Bachelor thesis by
Ronaldo Wold Figueiredo
B.A. Graphic Design
Royal Academy of Art, The Hague
Published 14, March, 2023
Under the guidance of Dirk Vis
A piece of wood with four wheels has been the spark of one of the largest, most outspread subcultures of our era. An idea derived from bored californian surfers when the waves were low. The children of the community started playing with the possibilities they had, viewing their surroundings as an opportunity for modification and interaction. They tried to apply surfing to the urban landscape and created skateboarding. The thought of it was that all of the empty spaces and grey staircases could be a place for creation, not just a commute. The idea however of skateboard culture was not received that well by mainstream society, some countries even outlawed its activity. In my home country of Norway, skateboarding was an illegal activity until 1989 when it finally got repealed. This is a common occurrence with most subcultural ideas. They get outlawed and criticised until it slowly encapsulates more and more people, evidently trickling into the mainstream. This rather new relationship between the normal and the unusual is a fabrication of our modern world, specifically the modern city. A place of development, of efficiency and motion, often a melting pot of cultures. In the city, you would expect a roaring clash of opinion and style, a place where there is so much happening you have no other choice but to ignore any distraction and experience it. For some reason, this is not what many modern cities feel like. Something has set in motion a way of designing a city that puts a hold on subcultural growth and expression, thereby hindering diversity. After all, if everyone feels the same way and moves in the same direction it is easier to streamline sales. But how does the majority of the population react to subcultural ideas and why do they always find their way into the norm and acceptance? I’ll also elaborate on why and how we can interact, produce and engage with our public or even unused private spaces with play and creativity. Is maintaining free space in the city important to maintain innovative cultural ideas and expression? My hope is that such elaboration can invite mainstream society to become more engaged in the creative manipulation of space.
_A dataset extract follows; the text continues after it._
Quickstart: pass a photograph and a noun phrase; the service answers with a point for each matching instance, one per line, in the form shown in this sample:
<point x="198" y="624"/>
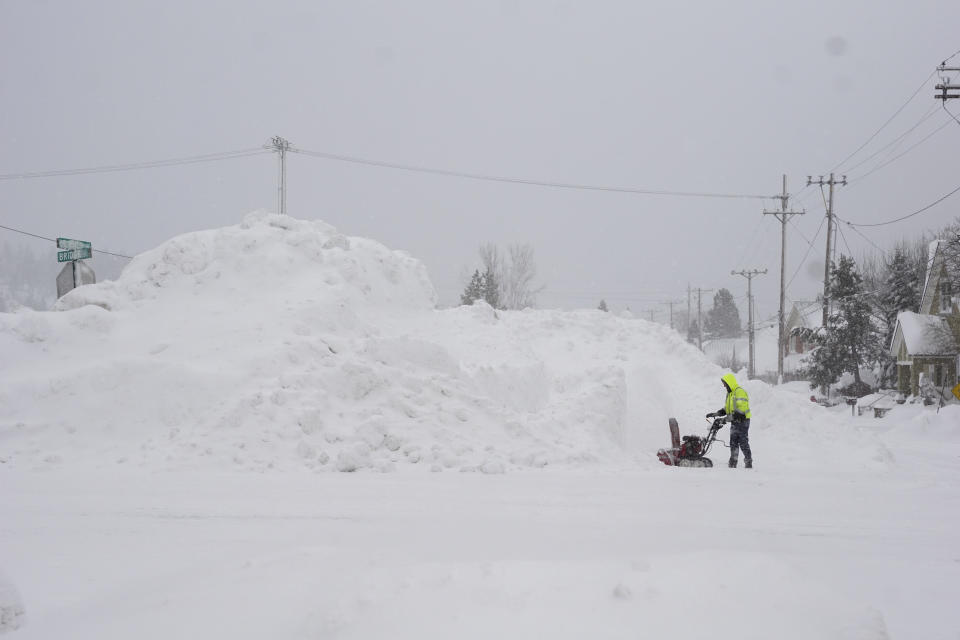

Pioneers in advertising and design such as Ernest Elmo Calkins (1868-1964) and Raymond Loewy. (1893-1986) spoke on the relationship between the mass consumer base and the innovative minority and how to bridge the gap. Ernest introduced the idea of incorporating characteristics from avant-garde modern art into commercial design and that its cubistic futuristic and expressionistic veneers would capture the consumer’s better than a hundred slogans. He simply made his commercial artists working under him “smooth out” the edges, apply an ornament or two and make it palatable for the consumers. 1 You see, everyone wants to feel like they are a bit on the edge, in possession of a new invention. But as soon as that invention, design, style or idea is just too alien for the masses it might be shunned away as too out there and rejected.
This is where Raymond’s maya (Most advanced yet acceptable) principle came into play. If a product or design is too advanced and too derived from the norm, it has a good chance of being rejected. If a product or design is able to hit the balance between what someone finds familiar and still innovative and new it has a good chance of being embraced as a slightly edgy/more intriguing product than its competitors.
To bring all of this into one thought I would like to explain how I interpret the “edgy” response and production. Why the mainstream is programmed to be drawn to slightly progressive but acceptable ideas? It is a feeling, like love, anger or sadness. The feeling of being original. Being the one on the junkyard playground that discovered a new object under some rubble or you participate and support your friend that has an imaginative idea. The feeling that is fueling the concept we know as “trends” is connected to our inner child, play and creativity. Even someone who thought they left all of their playfulness in their childhood can not escape this feeling. It will affect them less and differently than the youth but eventually, they will also be reached.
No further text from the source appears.